Hi, Peter. Life gets in the way sometimes. I am also slammed at work these days.

Here are some things to read in the meanwhile.

SBCL - a Sanely Bootstrappable Common Lisp
Describes the bootstrap process for SBCL.
http://citeseerx.ist.psu.edu/viewdoc/download?doi=10.1.1.144.4124&rep=rep1&type=pdf

The Strength of Metacircular Virtual Machines: Jikes RVM
Jikes is a Java VM that does indeed evaluate itself. I'm not sure I understood it all, probably need to read it again. Not online to my knowledge; it's Chapter 10 of Beautiful Architecture O'Reilly, ISBN 978-0-596-51798-4.
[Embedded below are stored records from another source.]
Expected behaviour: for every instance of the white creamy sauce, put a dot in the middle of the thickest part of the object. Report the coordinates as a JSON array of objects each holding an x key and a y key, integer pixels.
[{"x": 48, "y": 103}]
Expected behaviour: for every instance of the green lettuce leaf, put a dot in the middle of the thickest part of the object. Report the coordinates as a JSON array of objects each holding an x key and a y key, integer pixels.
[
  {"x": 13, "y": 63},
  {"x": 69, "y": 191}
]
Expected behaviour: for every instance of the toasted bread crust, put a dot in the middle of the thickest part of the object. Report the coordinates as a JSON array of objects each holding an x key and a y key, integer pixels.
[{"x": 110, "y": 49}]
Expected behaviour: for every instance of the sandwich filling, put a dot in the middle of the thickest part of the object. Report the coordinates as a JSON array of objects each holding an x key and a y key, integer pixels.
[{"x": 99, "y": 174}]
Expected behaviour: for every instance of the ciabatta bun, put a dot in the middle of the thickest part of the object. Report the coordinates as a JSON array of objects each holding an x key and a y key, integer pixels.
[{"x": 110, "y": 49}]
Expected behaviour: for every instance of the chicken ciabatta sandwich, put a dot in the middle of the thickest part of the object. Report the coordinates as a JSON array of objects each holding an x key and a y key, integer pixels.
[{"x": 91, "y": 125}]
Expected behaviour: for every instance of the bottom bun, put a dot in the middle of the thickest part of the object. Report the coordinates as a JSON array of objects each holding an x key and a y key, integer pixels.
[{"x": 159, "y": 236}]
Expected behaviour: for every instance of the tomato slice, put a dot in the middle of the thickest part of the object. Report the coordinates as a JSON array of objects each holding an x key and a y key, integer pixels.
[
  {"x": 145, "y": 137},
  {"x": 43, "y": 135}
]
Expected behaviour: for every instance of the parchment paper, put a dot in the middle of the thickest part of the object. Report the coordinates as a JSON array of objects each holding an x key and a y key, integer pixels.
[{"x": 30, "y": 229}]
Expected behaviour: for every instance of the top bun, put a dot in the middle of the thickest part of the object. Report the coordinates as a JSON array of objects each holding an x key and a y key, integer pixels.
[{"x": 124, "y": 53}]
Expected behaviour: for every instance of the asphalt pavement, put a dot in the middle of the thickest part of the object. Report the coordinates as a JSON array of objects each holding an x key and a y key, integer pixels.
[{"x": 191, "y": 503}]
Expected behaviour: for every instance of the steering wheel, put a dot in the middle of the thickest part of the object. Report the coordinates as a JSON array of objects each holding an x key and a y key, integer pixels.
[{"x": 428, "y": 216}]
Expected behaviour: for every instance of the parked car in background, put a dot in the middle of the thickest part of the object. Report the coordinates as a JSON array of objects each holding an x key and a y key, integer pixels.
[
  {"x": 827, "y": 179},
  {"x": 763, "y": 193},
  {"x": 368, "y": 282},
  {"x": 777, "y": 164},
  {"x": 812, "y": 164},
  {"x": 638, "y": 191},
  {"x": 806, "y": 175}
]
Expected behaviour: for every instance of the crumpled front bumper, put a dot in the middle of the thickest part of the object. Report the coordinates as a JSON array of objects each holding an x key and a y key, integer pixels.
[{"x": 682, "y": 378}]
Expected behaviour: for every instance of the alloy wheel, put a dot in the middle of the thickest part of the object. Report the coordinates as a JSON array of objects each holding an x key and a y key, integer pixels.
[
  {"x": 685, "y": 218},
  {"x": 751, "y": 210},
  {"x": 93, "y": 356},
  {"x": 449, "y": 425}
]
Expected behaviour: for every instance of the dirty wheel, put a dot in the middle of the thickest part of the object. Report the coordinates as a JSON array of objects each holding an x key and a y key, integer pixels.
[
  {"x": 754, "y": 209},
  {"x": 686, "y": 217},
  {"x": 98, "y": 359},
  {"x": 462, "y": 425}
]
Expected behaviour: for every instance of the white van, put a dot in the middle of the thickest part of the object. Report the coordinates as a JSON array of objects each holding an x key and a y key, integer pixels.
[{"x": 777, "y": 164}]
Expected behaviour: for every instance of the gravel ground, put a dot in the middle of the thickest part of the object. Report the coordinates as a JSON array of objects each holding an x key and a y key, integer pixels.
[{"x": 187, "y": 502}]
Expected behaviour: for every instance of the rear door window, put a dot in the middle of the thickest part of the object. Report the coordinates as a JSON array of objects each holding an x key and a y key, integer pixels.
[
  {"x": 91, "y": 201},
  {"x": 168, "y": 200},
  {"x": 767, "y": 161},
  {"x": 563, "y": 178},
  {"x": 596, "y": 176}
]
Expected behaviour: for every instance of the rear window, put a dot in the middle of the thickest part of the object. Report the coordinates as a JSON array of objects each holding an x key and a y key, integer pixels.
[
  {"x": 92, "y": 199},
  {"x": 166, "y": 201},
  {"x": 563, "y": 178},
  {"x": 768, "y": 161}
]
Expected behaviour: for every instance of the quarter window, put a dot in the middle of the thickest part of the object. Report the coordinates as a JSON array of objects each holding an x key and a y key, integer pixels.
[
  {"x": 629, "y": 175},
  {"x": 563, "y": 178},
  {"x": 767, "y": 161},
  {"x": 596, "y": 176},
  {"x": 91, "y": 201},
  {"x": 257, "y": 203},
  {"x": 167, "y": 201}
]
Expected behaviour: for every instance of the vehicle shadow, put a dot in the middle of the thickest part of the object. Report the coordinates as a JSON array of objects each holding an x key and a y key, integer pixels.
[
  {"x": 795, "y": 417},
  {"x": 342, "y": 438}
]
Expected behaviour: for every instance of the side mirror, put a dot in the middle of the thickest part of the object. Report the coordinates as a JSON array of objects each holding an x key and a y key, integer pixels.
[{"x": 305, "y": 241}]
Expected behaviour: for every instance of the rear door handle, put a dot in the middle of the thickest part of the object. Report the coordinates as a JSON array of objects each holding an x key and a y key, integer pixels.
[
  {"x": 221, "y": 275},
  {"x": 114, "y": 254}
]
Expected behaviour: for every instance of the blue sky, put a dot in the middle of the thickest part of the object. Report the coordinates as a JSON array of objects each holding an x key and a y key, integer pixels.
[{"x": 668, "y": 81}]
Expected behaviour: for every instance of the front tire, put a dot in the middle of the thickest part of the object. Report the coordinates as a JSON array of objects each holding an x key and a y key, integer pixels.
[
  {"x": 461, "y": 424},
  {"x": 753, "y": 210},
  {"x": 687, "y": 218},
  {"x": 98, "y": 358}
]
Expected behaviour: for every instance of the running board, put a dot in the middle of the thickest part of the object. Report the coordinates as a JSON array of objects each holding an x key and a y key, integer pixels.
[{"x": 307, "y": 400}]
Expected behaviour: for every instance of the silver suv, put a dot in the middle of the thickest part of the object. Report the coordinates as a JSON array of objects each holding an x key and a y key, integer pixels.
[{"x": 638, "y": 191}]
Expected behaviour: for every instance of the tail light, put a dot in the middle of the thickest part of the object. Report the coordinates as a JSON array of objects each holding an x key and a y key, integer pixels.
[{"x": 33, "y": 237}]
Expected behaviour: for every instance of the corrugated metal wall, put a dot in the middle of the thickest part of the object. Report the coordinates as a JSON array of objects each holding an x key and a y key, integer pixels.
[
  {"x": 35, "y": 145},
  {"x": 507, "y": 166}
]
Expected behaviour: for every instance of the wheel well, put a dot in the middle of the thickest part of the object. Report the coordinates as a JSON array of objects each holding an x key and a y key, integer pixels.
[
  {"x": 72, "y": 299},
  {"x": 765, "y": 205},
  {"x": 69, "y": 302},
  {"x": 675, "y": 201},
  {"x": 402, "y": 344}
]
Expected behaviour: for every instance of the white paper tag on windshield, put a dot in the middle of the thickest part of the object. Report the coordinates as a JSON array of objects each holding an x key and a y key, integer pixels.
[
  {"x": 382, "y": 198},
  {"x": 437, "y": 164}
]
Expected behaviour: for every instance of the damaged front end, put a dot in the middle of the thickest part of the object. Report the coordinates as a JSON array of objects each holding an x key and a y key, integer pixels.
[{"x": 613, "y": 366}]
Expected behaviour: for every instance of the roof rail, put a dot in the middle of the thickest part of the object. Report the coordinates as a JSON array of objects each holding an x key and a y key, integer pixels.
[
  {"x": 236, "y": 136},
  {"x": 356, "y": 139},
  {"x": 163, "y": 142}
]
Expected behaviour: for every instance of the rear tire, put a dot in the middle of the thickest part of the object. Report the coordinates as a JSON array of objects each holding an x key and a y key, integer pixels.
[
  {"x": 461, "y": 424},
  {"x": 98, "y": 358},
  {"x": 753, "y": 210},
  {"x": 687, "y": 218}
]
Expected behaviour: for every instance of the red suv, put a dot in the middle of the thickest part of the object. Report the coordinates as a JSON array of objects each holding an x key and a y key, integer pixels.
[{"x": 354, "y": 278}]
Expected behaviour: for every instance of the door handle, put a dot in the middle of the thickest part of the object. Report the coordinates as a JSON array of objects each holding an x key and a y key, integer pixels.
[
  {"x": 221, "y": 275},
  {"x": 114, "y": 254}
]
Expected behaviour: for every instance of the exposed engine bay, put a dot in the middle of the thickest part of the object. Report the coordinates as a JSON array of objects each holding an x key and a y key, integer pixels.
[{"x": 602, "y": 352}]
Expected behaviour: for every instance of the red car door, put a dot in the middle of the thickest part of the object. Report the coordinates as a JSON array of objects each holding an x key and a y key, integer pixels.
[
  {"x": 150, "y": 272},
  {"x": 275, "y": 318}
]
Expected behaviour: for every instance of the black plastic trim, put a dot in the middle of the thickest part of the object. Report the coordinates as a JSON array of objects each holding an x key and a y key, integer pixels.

And finally, an oldie. Smalltalk-80, the Language and Its Interpretation. This book has been out of print for years, but used copies are available from Amazon. I recently re-browsed it. It describes the original Xerox Parc Smalltalk system in gory detail. Source code for a large majority of the system is included. I *think* there's enough info to build an exact clone of Smalltalk-80.

Nick Fitzgerald November 23, 2010

@Kbob, Thanks for the link to the paper on SBCL's implementation! The LOC counts are scary:

  • 90,000 lines of lisp code implementing the 'standard library', excluding the Common Lisp Object System (CLOS);
  • 60,000 lines of lisp code implementing the compiler (and related subsystems, such as the debugger internals);
  • between 10,000 and 20,000 lines of lisp code per architecture backend implementing the code generators and low-level assembly routines;
  • 20,000 lines of lisp code implementing CLOS;
  • 20,000 lines of lisp code implementing contributed modules or 'extras';
  • 35,000 lines of C and assembly code, for services such as signal handling and garbage collection;
  • 30,000 lines of shell and lisp code for regression tests.